Development process and velocity
We are proud of the work that we do at Heartbeat and the platform that we have built to care for our patients. Enterprise companies put a lot of trust in us, and hitting this milestone is a testament to the diligence and care that we put into building our software and operational processes. Achieving SOC 2® certification is just a starting point. Renewing our certification is a recurring exercise and an opportunity to build on a strong foundation for risk management and data security. We were also mindful about not impacting our product or development velocity by introducing new policies and requirements for our teams too quickly and we counter that prospect by focusing on automation wherever possible. We brought in third party security firms to test our security, prove that our system is resilient, and remove avoidable bias from the process of penetration and vulnerability testing. The added assurances that we have implemented during our last audit period are now baked into the development process. Our teams are more productive and save time during architectural planning because the risks are managed.

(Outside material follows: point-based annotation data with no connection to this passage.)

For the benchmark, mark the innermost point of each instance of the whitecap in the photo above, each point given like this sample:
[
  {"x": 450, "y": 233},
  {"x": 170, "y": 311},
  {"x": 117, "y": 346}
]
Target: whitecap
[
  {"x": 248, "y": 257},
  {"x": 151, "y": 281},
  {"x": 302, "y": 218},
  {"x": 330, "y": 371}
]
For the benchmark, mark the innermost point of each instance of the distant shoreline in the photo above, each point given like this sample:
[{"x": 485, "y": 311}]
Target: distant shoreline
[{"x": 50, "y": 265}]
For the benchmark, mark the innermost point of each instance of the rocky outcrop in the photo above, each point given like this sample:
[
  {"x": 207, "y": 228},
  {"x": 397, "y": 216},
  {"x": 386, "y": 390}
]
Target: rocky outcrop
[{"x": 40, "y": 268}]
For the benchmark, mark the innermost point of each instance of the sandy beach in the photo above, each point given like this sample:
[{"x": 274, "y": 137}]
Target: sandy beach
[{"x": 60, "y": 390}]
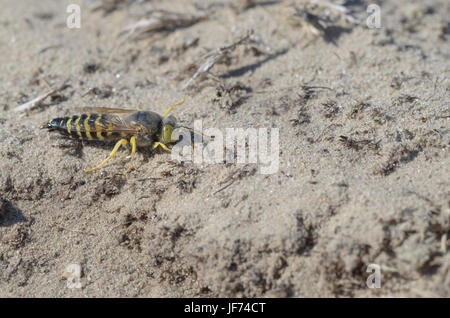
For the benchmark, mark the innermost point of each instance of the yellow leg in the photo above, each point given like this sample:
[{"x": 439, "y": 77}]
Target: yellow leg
[
  {"x": 173, "y": 106},
  {"x": 121, "y": 142},
  {"x": 133, "y": 151},
  {"x": 163, "y": 146}
]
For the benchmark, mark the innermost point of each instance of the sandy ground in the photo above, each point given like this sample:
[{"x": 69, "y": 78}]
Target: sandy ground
[{"x": 363, "y": 116}]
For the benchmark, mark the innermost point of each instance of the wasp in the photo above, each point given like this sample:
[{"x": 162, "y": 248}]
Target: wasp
[{"x": 126, "y": 126}]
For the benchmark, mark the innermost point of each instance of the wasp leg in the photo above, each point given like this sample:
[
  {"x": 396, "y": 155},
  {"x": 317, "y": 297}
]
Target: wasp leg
[
  {"x": 133, "y": 151},
  {"x": 163, "y": 146},
  {"x": 173, "y": 106},
  {"x": 121, "y": 142}
]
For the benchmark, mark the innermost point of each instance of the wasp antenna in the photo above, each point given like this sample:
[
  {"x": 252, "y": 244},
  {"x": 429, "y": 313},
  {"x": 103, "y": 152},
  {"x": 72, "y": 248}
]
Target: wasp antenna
[{"x": 173, "y": 106}]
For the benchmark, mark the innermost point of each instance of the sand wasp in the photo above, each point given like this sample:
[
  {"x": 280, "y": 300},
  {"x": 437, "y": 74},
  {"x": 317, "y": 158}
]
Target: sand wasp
[{"x": 143, "y": 128}]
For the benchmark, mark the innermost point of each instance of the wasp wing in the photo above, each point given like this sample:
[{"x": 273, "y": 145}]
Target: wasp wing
[
  {"x": 106, "y": 110},
  {"x": 107, "y": 123}
]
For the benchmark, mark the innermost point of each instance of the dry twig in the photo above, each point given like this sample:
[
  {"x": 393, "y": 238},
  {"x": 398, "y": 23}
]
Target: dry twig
[
  {"x": 214, "y": 56},
  {"x": 161, "y": 21}
]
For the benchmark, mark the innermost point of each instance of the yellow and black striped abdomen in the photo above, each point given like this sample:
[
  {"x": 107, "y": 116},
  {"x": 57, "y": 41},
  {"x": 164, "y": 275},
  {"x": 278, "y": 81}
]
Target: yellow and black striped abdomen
[{"x": 84, "y": 126}]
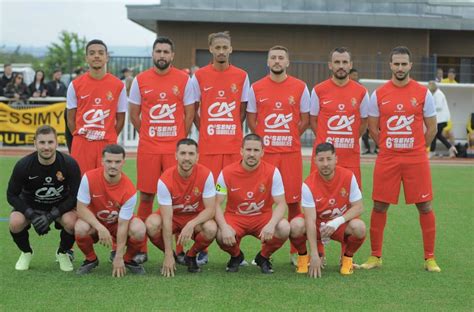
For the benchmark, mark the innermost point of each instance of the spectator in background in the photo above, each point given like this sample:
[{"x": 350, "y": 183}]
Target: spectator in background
[
  {"x": 439, "y": 74},
  {"x": 17, "y": 89},
  {"x": 6, "y": 78},
  {"x": 56, "y": 87},
  {"x": 38, "y": 88},
  {"x": 451, "y": 76},
  {"x": 442, "y": 117}
]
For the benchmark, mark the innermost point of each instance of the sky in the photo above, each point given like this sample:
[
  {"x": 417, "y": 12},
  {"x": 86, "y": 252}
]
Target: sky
[{"x": 39, "y": 22}]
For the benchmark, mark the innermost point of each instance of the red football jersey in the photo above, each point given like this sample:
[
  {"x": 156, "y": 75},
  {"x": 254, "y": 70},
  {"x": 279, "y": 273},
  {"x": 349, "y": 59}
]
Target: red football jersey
[
  {"x": 278, "y": 107},
  {"x": 330, "y": 197},
  {"x": 221, "y": 94},
  {"x": 186, "y": 194},
  {"x": 339, "y": 110},
  {"x": 162, "y": 99},
  {"x": 106, "y": 198},
  {"x": 401, "y": 111},
  {"x": 97, "y": 102},
  {"x": 249, "y": 192}
]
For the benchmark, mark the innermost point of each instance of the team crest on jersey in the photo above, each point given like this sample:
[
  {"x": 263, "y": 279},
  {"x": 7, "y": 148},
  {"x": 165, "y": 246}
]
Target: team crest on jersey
[
  {"x": 175, "y": 90},
  {"x": 291, "y": 100},
  {"x": 59, "y": 176}
]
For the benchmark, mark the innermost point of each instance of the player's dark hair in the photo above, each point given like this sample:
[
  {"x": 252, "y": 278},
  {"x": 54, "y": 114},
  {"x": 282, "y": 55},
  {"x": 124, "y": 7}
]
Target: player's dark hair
[
  {"x": 165, "y": 40},
  {"x": 221, "y": 34},
  {"x": 400, "y": 50},
  {"x": 325, "y": 147},
  {"x": 186, "y": 141},
  {"x": 45, "y": 129},
  {"x": 340, "y": 50},
  {"x": 96, "y": 41},
  {"x": 252, "y": 137},
  {"x": 113, "y": 149}
]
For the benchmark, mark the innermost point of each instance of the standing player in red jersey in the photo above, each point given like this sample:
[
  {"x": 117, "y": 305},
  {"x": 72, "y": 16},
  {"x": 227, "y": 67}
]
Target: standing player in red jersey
[
  {"x": 278, "y": 111},
  {"x": 186, "y": 194},
  {"x": 96, "y": 106},
  {"x": 338, "y": 113},
  {"x": 251, "y": 187},
  {"x": 398, "y": 113},
  {"x": 162, "y": 110},
  {"x": 332, "y": 204},
  {"x": 105, "y": 203}
]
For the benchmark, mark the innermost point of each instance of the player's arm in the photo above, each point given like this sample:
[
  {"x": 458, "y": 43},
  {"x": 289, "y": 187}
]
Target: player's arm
[{"x": 208, "y": 200}]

We are already well into our next audit period, expanding our compliance programs, and continuing to raise the bar. The valuable and sensitive digital assets we are entrusted with are always at great peril because the risks of a cyberattack or other data disaster are sadly more elevated than ever before — which is why we pledge to continually invest in transparently building and deploying security programs that meet and exceed industry standards and keep our data where it belongs: in the hands of patients and providers to enable a new generation of digital healthcare.